Garage, for example, is a small eatery with open-air windows and an intimate rectangular bar. After the grilled blue marlin, baby back ribs, and rum punches, the question had to be posed. "So, hey, this used to be, like, a garage?" The barkeep smiled and said, "It still is." A trip to the downstairs bathroom would confirm the unique synergy.
The Fort Young Hotel, with panoramic views from Roseau of the Caribbean and Scott's Head at the island's southwestern tip, served as our base camp. Though it is one of the island's high-end establishments, the cost was not exorbitant: $115 a night for a spacious room with two king-size beds and a porch for savoring sunsets and listening to the waves lapping the rocky shore below.
Our first adventure, like those to follow during the week, was booked at the hotel's activity desk. Martin, our guide, drove us about 30 minutes into the interior to the twin Trafalgar Falls, two of the island's 12 spectacular waterfalls. On the way he introduced us to Dominica's flora and fauna, often stopping to point out a calabash tree here, a sorrel plant there, or to pluck a roadside plant, such as an indigenous variety of watercress that tastes faintly of mustard.

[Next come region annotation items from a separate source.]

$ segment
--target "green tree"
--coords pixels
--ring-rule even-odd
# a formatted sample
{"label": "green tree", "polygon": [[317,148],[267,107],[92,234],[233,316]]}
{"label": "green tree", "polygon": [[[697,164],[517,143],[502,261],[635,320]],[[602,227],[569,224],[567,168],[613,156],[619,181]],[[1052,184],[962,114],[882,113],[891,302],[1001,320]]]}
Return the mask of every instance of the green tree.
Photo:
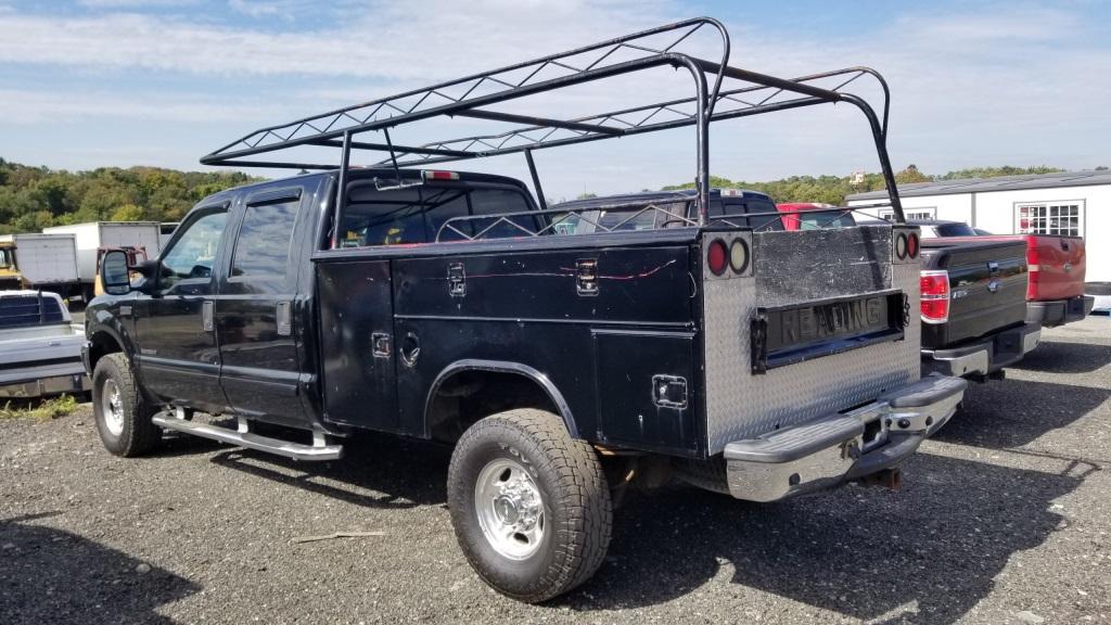
{"label": "green tree", "polygon": [[142,221],[144,217],[146,211],[142,208],[128,204],[117,208],[109,221]]}

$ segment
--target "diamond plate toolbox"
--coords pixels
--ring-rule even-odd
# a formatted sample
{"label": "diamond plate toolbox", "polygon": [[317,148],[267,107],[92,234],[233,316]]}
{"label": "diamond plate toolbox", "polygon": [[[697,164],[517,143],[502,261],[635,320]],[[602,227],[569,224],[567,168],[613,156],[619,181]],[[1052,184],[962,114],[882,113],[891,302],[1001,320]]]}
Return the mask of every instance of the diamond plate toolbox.
{"label": "diamond plate toolbox", "polygon": [[[702,284],[711,455],[733,440],[870,401],[920,376],[919,264],[892,262],[890,226],[755,232],[751,240],[751,276]],[[912,312],[902,340],[752,373],[750,328],[758,307],[889,289],[901,290]]]}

Throughout the week our guides tutored us on Dominica's botanical and zoological heritage. Sixty percent of the island remains covered with natural vegetation, including six varieties of rain forest, more than a thousand flowering plants, and dozens of edible delights like breadfruit, coconuts, mangos, and papayas. There are said to be 365 rivers on the island, although one guide admitted the number depended on your definition of a river. Still, he put the figure at 83 significant waterways that meander from mountain to coast.
Dominica hosts 172 species of birds, among them its national symbol, the endangered Sisserou parrot, four species of hummingbird (we spied three), broad-winged hawks, yellow-crowned night herons, and the brown trembler. We didn't see the elusive Sisserou, but we encountered many of the boisterous and also endangered Jaco parrots on our various hikes.
On underwater sorties you can "champagne" snorkel, passing through silver bubbles rising from fissures in the bottom and enjoying intermittent bursts of warmth from hot springs. Offshore, and not too far off because depths rapidly reach thousands of feet, a resident pod of sperm whales gamboled. We were barely five miles out on the Dive Dominica boat when we began following various congregations of whales, including two mothers nursing calves.
On other days we swam in Emerald Pool, through Ti Tou Gorge, and beneath Spanny Falls. We rowed up Indian River. Sometimes we just walked about town. The small Dominica Museum and Market Square are two blocks from the hotel. The residential architecture of Roseau, while eclectic and tumbledown here and there, contains examples of what is called the "vernacular" Caribbean style: modest but stylish houses with louvered windows and doors, verandas with decorative fretwork, hip roofs, and hurricane shutters.
In a week we couldn't do it all. We didn't visit the Carib Territory, a 3,700-acre reserve on the northeast coast, where descendants of Dominica's original inhabitants live. We didn't climb the highest peak, Morne Diablotin, at 4,747 feet; walk through the Botanical Gardens; go scuba diving or horseback riding. There are several historic forts we didn't tour. The entire Atlantic coast awaits our next visit.
Dominica is not for everyone. That may be its saving grace.